Physicists at CERN are still bidding goodbye to the LHC, per a Monday announcement from the lab, but this is very much a "the king is dead, long live the king" sort of moment, as the four-year shutdown will result in the completion of the High-Luminosity LHC, or HiLumi LHC, not a full-fledged replacement.
In essence, a younger, fitter model with much better eyesight and most of the same genes will be taking the throne as the world's largest particle accelerator, or human-made machine, for that matter, when it comes online in 2030 after what the lab is calling Long Shutdown 3.

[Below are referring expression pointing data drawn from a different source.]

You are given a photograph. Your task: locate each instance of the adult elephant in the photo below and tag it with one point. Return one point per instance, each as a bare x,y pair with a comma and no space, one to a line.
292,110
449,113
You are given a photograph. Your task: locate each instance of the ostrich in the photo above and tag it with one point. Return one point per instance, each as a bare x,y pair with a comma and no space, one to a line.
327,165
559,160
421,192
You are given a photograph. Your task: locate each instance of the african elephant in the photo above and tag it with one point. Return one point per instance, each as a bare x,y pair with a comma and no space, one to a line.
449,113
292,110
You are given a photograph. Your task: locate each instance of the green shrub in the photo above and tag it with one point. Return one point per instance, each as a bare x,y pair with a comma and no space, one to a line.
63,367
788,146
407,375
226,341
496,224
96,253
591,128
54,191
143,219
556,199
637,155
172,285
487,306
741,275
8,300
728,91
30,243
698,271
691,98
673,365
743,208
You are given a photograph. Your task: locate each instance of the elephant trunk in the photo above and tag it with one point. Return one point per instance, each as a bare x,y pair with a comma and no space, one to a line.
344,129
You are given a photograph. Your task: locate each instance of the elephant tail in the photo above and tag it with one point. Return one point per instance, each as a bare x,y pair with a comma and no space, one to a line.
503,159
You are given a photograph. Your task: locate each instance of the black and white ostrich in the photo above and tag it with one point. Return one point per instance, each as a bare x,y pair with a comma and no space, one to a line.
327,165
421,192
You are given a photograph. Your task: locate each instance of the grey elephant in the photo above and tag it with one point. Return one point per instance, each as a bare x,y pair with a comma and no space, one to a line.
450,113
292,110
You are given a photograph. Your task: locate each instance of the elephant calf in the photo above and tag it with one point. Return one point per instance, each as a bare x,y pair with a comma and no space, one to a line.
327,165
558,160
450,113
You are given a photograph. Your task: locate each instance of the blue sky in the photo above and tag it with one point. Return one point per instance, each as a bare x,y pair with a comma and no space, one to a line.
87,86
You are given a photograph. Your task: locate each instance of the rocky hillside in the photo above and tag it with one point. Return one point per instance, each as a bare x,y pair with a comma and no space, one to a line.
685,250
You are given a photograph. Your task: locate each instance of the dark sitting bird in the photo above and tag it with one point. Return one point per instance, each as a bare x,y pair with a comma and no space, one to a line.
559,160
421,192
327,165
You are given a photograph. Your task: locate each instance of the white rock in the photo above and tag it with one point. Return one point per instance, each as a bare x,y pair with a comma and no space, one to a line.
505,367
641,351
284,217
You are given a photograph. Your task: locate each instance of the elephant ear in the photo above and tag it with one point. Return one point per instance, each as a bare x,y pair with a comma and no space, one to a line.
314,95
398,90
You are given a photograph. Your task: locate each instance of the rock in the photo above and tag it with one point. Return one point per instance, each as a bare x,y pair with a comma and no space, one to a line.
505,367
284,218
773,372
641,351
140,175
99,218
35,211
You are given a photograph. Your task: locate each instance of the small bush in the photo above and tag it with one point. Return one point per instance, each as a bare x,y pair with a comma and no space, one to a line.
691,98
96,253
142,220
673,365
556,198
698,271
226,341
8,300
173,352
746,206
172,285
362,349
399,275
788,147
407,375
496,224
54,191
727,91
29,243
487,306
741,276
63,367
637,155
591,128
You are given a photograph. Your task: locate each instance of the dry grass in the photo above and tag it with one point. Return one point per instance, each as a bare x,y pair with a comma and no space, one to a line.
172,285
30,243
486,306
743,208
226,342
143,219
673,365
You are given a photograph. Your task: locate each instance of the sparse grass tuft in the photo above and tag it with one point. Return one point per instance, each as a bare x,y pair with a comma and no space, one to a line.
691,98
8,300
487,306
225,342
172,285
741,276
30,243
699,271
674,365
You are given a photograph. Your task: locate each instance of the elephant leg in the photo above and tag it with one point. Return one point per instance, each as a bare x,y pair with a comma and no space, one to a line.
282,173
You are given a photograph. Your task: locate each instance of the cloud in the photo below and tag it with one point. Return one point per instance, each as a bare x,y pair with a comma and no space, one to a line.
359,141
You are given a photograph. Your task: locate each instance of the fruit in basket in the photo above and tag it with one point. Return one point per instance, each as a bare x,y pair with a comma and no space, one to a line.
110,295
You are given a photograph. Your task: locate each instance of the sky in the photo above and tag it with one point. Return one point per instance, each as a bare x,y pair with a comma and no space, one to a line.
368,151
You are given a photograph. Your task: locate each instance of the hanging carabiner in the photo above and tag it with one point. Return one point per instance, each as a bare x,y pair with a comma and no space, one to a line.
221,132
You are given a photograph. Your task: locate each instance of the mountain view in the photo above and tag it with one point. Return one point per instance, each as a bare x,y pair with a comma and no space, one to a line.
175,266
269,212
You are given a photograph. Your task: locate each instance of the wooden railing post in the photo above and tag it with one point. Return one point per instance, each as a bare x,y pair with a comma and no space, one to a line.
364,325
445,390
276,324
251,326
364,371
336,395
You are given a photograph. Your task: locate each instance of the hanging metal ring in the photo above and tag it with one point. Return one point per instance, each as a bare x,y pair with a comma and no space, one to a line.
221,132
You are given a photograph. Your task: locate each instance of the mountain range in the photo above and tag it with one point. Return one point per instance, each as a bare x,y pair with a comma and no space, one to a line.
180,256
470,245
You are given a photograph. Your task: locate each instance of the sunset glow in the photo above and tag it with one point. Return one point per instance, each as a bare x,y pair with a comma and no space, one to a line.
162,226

HiLumi LHC will feature a number of upgrades. As its name suggests, increased luminosity is the biggest difference between the new model and the old LHC, which was first switched on in 2008.
Luminosity, as CERN explains, is proportional to the number of collisions produced in a given time. Those collisions are detected in the ATLAS and CMS detectors at the LHC (the pair were responsible for the world's first detection of the Higgs boson in 2012), which will be getting some major upgrades that, per CERN, will effectively make them into entirely new detectors.